Despite the high number, the Department of Health annually spends only 4% — or R9.3-billion — of its budget to address the crisis. An overwhelming 48% of new mothers suffer from Post Natal Depression. Nearly 2,000 Adolescent Girls in South Africa are infected with HIV each week, South Africa has the biggest HIV epidemic in the world, with 7.1 million people living with HIV — 43% of whom also have a mental disorder.

Only 1% of beds in psychiatric wards are reserved for children or adolescents, which results in a one-month wait for a place. There is a severe lack of facilities for children suffering from mental health problems. Kids end up in the system because families can’t cope any longer. They’re often advised to report the child for a crime; otherwise they can’t get them into a mental facility.

For adolescents and young men, 16 to 25 years of age is the “peak time” during which schizophrenia, attention-deficit hyperactivity disorder and bipolar conditions become apparent.

There are 22 psychiatric hospitals in South Africa and 36 psychiatric wards in general hospitals. Currently, 85% of psychologists are in private practice, leaving 14% for the servicing of the population. Between 1% and 2% of people with a mental illness were classified as having a serious pathology, such as schizophrenia or bipolar disorder.
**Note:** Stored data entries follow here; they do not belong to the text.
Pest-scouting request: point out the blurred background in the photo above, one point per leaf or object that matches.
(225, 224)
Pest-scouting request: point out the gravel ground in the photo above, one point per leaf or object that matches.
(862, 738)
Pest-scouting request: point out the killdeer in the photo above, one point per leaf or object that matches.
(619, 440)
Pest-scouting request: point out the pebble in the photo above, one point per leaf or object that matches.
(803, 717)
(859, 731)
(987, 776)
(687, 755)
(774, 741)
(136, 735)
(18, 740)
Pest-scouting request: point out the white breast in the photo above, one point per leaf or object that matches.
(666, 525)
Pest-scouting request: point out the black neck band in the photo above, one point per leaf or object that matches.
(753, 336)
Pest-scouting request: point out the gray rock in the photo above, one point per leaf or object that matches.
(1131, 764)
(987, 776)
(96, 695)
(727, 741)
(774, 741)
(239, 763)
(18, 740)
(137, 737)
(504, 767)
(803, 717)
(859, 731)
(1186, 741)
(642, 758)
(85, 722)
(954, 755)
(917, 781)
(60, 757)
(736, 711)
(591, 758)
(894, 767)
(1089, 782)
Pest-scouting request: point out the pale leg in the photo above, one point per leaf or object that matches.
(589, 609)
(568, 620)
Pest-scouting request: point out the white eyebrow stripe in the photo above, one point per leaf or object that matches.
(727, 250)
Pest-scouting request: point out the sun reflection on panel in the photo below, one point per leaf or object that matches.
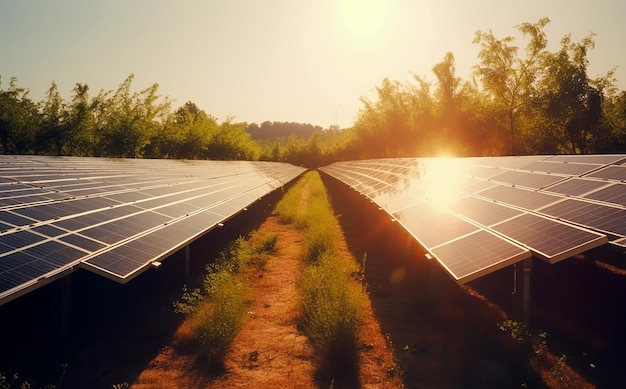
(442, 178)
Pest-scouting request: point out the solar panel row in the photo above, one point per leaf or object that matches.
(552, 207)
(115, 217)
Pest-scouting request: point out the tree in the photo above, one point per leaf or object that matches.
(52, 135)
(511, 80)
(572, 101)
(18, 119)
(132, 119)
(232, 142)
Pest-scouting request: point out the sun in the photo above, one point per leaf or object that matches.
(364, 18)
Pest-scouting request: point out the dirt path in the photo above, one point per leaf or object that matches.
(270, 351)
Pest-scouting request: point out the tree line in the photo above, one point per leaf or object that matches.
(529, 101)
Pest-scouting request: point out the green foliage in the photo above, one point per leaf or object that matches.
(518, 330)
(522, 99)
(219, 320)
(219, 309)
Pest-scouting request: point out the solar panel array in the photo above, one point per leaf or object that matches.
(478, 215)
(115, 216)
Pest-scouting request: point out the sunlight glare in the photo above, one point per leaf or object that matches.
(443, 179)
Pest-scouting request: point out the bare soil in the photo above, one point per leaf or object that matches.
(270, 351)
(440, 334)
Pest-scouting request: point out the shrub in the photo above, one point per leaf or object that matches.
(217, 311)
(332, 307)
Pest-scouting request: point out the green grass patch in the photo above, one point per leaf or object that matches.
(332, 297)
(218, 310)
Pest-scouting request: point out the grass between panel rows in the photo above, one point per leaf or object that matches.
(332, 299)
(218, 309)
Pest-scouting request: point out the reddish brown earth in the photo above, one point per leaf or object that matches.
(270, 351)
(442, 335)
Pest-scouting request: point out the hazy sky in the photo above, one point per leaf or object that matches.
(306, 61)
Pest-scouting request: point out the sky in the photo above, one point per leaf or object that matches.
(279, 60)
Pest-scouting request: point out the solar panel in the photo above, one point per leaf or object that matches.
(617, 173)
(549, 239)
(523, 198)
(576, 186)
(477, 254)
(615, 194)
(572, 169)
(60, 213)
(527, 179)
(610, 220)
(551, 207)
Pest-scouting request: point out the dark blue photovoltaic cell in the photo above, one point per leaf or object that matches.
(527, 179)
(17, 240)
(615, 194)
(598, 217)
(617, 173)
(477, 254)
(549, 239)
(576, 186)
(484, 212)
(11, 218)
(432, 227)
(506, 195)
(83, 242)
(572, 169)
(523, 198)
(133, 211)
(602, 159)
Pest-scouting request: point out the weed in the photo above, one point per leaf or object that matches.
(217, 311)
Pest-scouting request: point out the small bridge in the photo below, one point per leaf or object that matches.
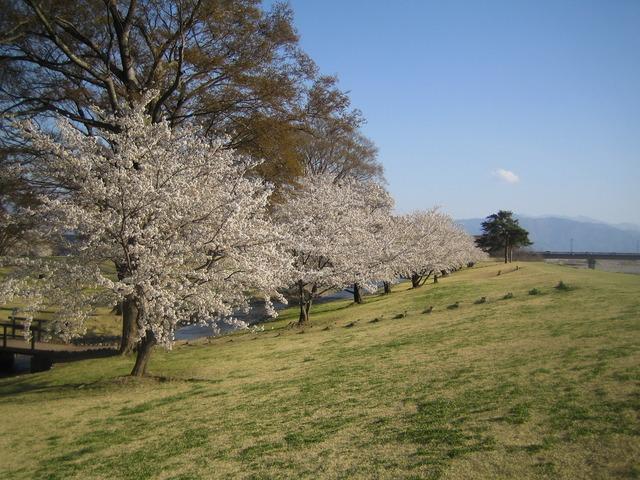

The remainder had disorders such as depression, anxiety and substance dependency.

The prevalence of mental disorder could be attributed to factors such as:
• The large number of children orphaned by diseases such as HIV/Aids;
• Soldiers who returned to civilian life without psychological and social assistance;
• The number of people severely tortured by the apartheid regime;
• People who worked long hours and were away from their homes and families for extended periods; and
• Children who had received minimal bonding and love from their parents

The introduction of national health insurance, which would give people access to private healthcare services, would go a long way towards correcting this, but looks only likely in 2025. Indirect cost of untreated mental disorders outweighed the direct treatment cost by a factor of almost six.

In the first nationally representative survey of mental disorders in South Africa, lost earnings among adults with severe mental illness amounted to R28.8-billion [in 2002]. But direct spending on adult mental healthcare was only about R470-million.

“In short, it costs more not to treat mental illness than to treat it.”